A Final Folly (Part 1)

As One More Thing to Read celebrates its second anniversary, I want to thank my readers for returning time and again to see what’s been on my mind. As promised early on, I said that I would occasionally post some of my work in progress, and I want to do that over the next several weeks. If you’ve ever wondered what happened to Kevin Gregory after Moral Ambiguity, he returned to his small southern hometown to teach at the local college. He also got involved in community theatre, which leads us to the first installment of A Final Folly.

Founders Follies began when the locals needed to raise money for Burtonville’s long-awaited civic center. Tickets cost less than two dollars in those days, which explains why it took over 50 years for the dream to become reality. During those decades, voters approved multiple bond issues to build a high-school auditorium, improve it and expand it. Burtonville ended up with a two-thousand-seat venue, complete with balcony, orchestra pit, professional lighting and more dressing rooms than Lincoln Center. The school board happily opened it to the community so Burtonville might have a functioning civic auditorium. To the casual observer, the need for a civic center appeared to have been met, but Founders Follies continued taking place every summer though no one understood why they were still raising money.

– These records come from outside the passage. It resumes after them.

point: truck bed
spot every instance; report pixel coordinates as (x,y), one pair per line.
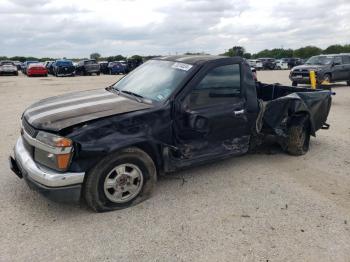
(281,103)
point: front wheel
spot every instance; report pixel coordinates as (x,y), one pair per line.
(120,180)
(298,140)
(327,78)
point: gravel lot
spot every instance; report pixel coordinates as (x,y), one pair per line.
(267,206)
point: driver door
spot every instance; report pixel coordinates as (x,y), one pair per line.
(211,118)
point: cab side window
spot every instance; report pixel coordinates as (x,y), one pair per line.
(220,85)
(346,59)
(337,60)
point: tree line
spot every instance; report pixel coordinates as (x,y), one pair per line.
(302,52)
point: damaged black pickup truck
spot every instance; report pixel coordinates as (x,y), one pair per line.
(108,146)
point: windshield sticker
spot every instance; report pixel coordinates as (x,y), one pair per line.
(182,66)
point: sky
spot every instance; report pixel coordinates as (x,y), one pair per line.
(77,28)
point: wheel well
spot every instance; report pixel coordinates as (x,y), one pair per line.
(154,151)
(301,118)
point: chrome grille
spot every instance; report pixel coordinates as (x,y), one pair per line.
(28,128)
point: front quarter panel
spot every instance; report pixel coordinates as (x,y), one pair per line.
(96,139)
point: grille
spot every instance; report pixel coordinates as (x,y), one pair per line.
(28,128)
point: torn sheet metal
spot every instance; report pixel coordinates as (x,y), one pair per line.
(282,102)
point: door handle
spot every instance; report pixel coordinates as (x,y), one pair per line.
(239,112)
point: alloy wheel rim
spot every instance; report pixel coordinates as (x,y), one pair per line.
(123,183)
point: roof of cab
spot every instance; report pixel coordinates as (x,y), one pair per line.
(192,59)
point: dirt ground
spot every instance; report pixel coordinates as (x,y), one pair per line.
(258,207)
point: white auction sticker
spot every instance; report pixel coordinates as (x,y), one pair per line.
(182,66)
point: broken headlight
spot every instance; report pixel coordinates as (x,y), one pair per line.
(54,152)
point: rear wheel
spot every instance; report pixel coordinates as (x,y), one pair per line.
(120,180)
(298,140)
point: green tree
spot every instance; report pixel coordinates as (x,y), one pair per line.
(137,58)
(95,56)
(335,49)
(247,55)
(115,58)
(307,51)
(235,51)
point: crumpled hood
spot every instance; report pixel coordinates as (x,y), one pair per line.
(57,113)
(307,67)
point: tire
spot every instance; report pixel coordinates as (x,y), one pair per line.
(100,196)
(298,140)
(327,77)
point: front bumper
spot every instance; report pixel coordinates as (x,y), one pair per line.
(58,186)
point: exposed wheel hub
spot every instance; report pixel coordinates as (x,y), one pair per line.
(123,183)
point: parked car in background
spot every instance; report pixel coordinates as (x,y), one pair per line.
(104,67)
(36,69)
(46,63)
(255,75)
(88,67)
(281,64)
(256,63)
(292,61)
(132,64)
(116,68)
(331,68)
(8,68)
(49,67)
(26,64)
(63,68)
(18,64)
(268,63)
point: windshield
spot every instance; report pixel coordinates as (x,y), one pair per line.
(7,63)
(154,80)
(319,60)
(90,62)
(64,63)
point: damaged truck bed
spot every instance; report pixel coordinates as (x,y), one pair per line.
(108,146)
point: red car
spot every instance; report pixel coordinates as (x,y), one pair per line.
(36,70)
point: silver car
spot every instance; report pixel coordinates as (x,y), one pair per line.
(8,68)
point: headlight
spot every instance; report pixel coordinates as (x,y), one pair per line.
(53,140)
(55,151)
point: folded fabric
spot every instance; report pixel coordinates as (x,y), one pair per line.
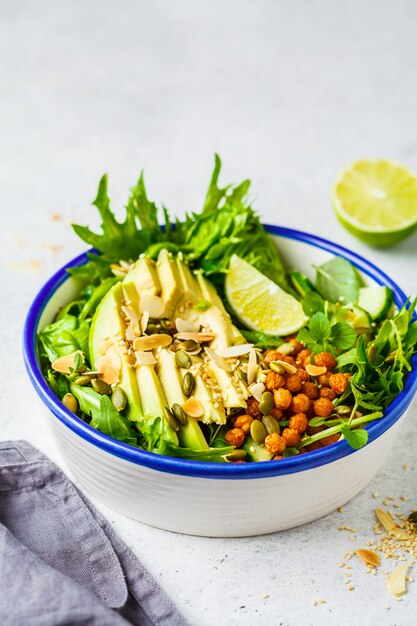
(60,560)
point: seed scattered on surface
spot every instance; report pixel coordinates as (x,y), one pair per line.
(119,399)
(179,413)
(258,432)
(101,387)
(170,419)
(182,359)
(369,557)
(188,384)
(385,519)
(270,424)
(266,403)
(236,455)
(70,402)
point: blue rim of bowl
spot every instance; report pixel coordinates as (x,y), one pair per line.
(309,460)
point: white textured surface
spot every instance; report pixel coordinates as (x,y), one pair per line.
(287,93)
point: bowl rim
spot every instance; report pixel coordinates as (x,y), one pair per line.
(199,469)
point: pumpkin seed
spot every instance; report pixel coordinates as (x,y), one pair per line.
(119,399)
(266,403)
(70,402)
(170,419)
(179,414)
(85,379)
(270,424)
(243,376)
(236,455)
(276,367)
(258,432)
(188,384)
(182,359)
(190,345)
(101,387)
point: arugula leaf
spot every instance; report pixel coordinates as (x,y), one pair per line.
(356,438)
(65,336)
(338,281)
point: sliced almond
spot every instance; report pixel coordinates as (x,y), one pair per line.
(153,304)
(252,366)
(186,326)
(199,337)
(315,370)
(65,363)
(193,407)
(286,348)
(104,347)
(257,390)
(107,371)
(144,321)
(385,519)
(239,350)
(131,315)
(144,358)
(369,557)
(151,342)
(287,367)
(218,360)
(399,534)
(397,582)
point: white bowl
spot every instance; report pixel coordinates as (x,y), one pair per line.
(215,499)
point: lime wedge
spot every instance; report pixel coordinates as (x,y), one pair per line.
(376,200)
(259,303)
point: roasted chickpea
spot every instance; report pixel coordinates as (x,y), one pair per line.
(293,383)
(301,356)
(323,407)
(298,422)
(303,375)
(275,443)
(326,392)
(235,437)
(282,398)
(310,390)
(277,413)
(243,422)
(292,437)
(325,359)
(252,408)
(338,382)
(274,381)
(300,403)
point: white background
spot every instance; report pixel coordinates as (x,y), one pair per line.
(288,93)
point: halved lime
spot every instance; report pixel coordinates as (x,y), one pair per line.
(376,200)
(260,303)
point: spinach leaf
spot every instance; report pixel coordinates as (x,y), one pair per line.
(65,336)
(338,281)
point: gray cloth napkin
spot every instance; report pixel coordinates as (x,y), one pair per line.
(60,561)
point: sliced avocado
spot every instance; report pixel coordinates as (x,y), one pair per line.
(256,452)
(169,278)
(189,435)
(154,399)
(108,327)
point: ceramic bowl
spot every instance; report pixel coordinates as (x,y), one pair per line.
(212,499)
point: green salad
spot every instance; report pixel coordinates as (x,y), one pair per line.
(193,339)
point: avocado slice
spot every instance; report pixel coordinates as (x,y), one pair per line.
(169,278)
(108,327)
(154,400)
(190,434)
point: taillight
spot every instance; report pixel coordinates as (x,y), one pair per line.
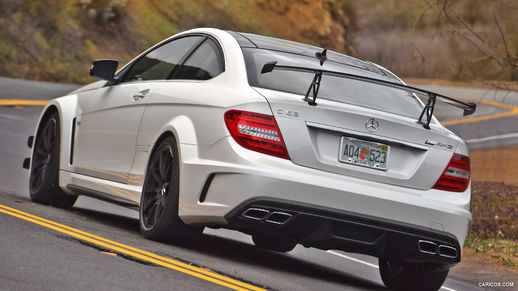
(456,176)
(257,132)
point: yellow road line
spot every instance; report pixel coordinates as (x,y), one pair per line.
(23,102)
(513,110)
(134,252)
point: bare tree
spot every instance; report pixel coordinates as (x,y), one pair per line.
(499,51)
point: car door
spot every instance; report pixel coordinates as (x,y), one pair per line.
(108,126)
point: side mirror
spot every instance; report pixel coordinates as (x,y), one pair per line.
(104,69)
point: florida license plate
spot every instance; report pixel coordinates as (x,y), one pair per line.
(364,153)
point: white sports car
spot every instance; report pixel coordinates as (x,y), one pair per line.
(287,142)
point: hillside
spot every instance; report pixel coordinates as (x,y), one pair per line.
(56,40)
(446,39)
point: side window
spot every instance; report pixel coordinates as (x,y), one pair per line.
(205,63)
(159,63)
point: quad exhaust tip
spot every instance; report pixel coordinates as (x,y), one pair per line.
(256,213)
(431,248)
(275,217)
(279,217)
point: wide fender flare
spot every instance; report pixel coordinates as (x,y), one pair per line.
(67,110)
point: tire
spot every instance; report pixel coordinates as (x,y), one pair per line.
(158,213)
(44,172)
(274,243)
(398,276)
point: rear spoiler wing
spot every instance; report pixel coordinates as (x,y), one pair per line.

At some point, there was a parting of the ways with the school, and the follies crowd tapped their rich friends to build them a theatre. It wasn’t long before there was one less wheat field on the edge of town. Burtonville’s uninvolved segment of the population couldn’t care less since a cultural center would have no impact on their lives. A strong percentage of people publicly loved the idea of a civic center, but they privately decided not to give one red cent to build it. Among the upper middle class, half of them supported the arts and believed a civic center would strengthen the local economy, but the other half could not be persuaded the endeavor was anything but foolish. One of the bankers questioned why any reasonable person would abandon a two thousand-seat auditorium, which was paid for, in favor of a facility that could only accommodate 500. If one were trying to lure a big-named performer, wouldn’t sane people prefer to sell four times as many tickets?

“Someone please explain what’s wrong with the high-school auditorium!” he demanded.

“It’s a high-school auditorium!” came the obvious reply. Like the high school auditorium, The Picardy Pavilion, named for the late Paul and Laura Belle Van Doran Picardy, whose names were on everything in Burtonville from office buildings to chicken salad, boasted a theatre with many dressing rooms and an orchestra pit, but the follies folks also saw to the Pavilion’s construction of an official Green Room, coat check and scenery shop. The vestibule welcomed visitors with a grand staircase and an ancient chandelier, which would’ve looked perfect at Tara in Gone With the Wind, but terribly out of place in the contemporary atrium vestibule. These special touches, to the dismay of the architects, were felt to make the new facility warm and inviting as opposed to the high school auditorium with all its extra seating.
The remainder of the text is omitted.